The late poet James Merrill has said that, rather than a mass following, he would settle for one perfect reader. Over the years I sent Kurt my poems on musical subjects, in retaliation for his essays. I was elated by his thoroughness as a reader. Of a poem on Brahms, he told me what I had left out as well as what I had caught. He tried to stimulate poems from me on the painter Max Beckmann and the composer Leos Janácek by taking me to a Beckman triptych at the Museum of Modern Art and by sending me a Janácek CD. Alas, his feelings weren’t mine and I couldn’t comply.
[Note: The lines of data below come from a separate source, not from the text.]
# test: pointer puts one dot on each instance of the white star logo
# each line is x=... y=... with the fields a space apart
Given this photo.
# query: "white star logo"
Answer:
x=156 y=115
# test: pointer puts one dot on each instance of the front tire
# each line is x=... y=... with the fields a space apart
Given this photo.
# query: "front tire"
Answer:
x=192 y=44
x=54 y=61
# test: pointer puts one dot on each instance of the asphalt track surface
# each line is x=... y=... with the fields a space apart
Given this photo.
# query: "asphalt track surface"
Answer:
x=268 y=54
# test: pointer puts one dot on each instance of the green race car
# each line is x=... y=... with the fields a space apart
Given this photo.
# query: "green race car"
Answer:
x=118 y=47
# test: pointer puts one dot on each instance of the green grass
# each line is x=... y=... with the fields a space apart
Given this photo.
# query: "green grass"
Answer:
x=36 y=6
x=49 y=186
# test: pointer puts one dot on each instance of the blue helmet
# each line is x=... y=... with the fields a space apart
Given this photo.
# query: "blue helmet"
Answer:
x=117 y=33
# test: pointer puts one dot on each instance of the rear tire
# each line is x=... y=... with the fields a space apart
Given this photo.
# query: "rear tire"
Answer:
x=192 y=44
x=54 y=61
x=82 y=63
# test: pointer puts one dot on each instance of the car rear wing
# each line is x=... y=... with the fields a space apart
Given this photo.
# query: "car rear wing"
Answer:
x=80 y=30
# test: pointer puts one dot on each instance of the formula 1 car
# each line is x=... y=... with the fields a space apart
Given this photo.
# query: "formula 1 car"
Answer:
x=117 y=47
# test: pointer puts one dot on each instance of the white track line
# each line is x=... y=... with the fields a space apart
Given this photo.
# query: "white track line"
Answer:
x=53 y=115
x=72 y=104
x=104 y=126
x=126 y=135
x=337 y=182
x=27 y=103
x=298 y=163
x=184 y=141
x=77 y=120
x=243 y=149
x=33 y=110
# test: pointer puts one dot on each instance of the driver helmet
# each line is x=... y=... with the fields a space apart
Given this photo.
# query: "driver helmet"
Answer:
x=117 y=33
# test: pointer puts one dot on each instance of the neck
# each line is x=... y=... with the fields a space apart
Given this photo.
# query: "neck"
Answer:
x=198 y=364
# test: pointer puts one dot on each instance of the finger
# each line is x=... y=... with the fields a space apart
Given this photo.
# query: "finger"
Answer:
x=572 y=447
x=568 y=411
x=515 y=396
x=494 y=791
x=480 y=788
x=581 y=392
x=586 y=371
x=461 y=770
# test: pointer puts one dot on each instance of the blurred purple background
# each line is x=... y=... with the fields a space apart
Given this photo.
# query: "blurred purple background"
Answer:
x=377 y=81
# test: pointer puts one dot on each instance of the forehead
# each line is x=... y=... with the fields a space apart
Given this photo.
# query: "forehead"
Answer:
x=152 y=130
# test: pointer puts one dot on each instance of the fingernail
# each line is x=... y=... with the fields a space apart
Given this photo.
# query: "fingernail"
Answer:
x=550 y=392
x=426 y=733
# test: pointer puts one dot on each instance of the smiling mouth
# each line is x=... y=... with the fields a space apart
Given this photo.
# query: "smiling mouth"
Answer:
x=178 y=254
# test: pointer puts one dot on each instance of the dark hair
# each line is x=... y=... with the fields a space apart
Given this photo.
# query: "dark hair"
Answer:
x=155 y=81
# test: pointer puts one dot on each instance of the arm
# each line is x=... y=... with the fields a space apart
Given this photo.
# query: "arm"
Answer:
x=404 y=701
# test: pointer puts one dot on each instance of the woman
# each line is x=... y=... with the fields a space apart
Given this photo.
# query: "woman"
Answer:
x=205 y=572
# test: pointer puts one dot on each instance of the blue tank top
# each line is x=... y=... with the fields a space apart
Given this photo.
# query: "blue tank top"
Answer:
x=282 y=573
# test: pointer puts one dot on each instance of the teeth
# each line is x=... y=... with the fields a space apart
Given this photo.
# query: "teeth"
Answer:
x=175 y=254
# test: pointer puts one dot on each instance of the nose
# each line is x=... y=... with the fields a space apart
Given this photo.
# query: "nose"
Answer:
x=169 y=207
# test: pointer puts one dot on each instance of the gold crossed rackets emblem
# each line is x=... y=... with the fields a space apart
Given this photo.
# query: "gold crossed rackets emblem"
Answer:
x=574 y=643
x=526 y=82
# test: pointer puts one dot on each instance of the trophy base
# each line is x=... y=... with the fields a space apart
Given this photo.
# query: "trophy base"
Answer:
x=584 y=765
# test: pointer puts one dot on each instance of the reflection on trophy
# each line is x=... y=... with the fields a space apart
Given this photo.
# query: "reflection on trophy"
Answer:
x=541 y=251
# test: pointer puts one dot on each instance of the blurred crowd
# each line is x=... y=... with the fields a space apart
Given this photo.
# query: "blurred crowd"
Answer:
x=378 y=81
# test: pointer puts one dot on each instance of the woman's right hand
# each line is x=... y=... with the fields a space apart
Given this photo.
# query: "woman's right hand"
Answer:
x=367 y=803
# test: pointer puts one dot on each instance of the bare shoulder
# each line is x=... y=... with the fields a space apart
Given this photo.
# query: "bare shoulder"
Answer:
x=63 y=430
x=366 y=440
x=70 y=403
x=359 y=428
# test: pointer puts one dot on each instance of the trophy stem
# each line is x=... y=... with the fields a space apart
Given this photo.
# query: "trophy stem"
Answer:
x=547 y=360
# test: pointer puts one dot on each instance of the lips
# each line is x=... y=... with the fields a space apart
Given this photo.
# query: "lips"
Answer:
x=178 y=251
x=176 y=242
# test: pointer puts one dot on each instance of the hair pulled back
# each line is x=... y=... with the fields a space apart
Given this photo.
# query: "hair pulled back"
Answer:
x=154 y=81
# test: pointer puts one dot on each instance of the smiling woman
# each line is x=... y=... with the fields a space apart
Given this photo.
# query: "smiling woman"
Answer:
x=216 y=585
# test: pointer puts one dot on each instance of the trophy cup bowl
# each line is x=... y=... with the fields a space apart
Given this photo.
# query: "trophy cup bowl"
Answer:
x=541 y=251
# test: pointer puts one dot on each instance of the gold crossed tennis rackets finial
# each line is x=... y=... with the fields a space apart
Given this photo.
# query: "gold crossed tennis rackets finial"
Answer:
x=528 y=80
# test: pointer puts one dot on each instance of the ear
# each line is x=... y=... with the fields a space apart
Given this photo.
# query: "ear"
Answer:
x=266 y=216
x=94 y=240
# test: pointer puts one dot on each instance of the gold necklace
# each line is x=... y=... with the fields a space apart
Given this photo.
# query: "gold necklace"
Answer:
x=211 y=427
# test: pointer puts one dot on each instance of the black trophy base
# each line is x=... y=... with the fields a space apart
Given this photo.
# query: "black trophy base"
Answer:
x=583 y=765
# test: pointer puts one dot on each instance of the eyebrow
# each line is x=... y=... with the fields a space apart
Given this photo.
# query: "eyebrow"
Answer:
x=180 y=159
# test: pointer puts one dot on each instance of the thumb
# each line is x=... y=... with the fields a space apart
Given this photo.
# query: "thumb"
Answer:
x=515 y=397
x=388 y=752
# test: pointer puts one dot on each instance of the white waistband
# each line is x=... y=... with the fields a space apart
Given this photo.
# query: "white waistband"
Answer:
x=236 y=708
He told me that a renewed musical interest was partly triggered by my poem “Late Sibelius,” and when he was hospitalized for open heart surgery in 1990 he took earphones and a tape deck so he could listen to Sibelius’ Symphony No. 5 on morphine. When I kidded him about doing an artistic drug trip in the manner of Aldous Huxley, he smiled and said, “Precisely.” I don’t know whether he took a tape recorder when he was hospitalized again for heart surgery in 1993, but he took my poems so that they could be the first thing he read when he came to.As a practice I don’t dedicate my books to individuals, but when the publisher of a book of poetry demanded one, I chose without hesitation. The dedication to Kurt is probably the only line of the book I wouldn’t tamper with. Like most poets, I was disappointed by the paucity of reviews, awards and other noise when the book came out. In retrospect, any hoopla would have been anticlimactic, for I had already had something better: one perfect reader.Bruce Berger’s books include “The Telling Distance,” winner of the Western States Book Award, and “Music in the Mountains,” a history of the Aspen Music Festival. This essay is from the forthcoming “The Complete Half-Aspenite,” to be released at the end of the summer.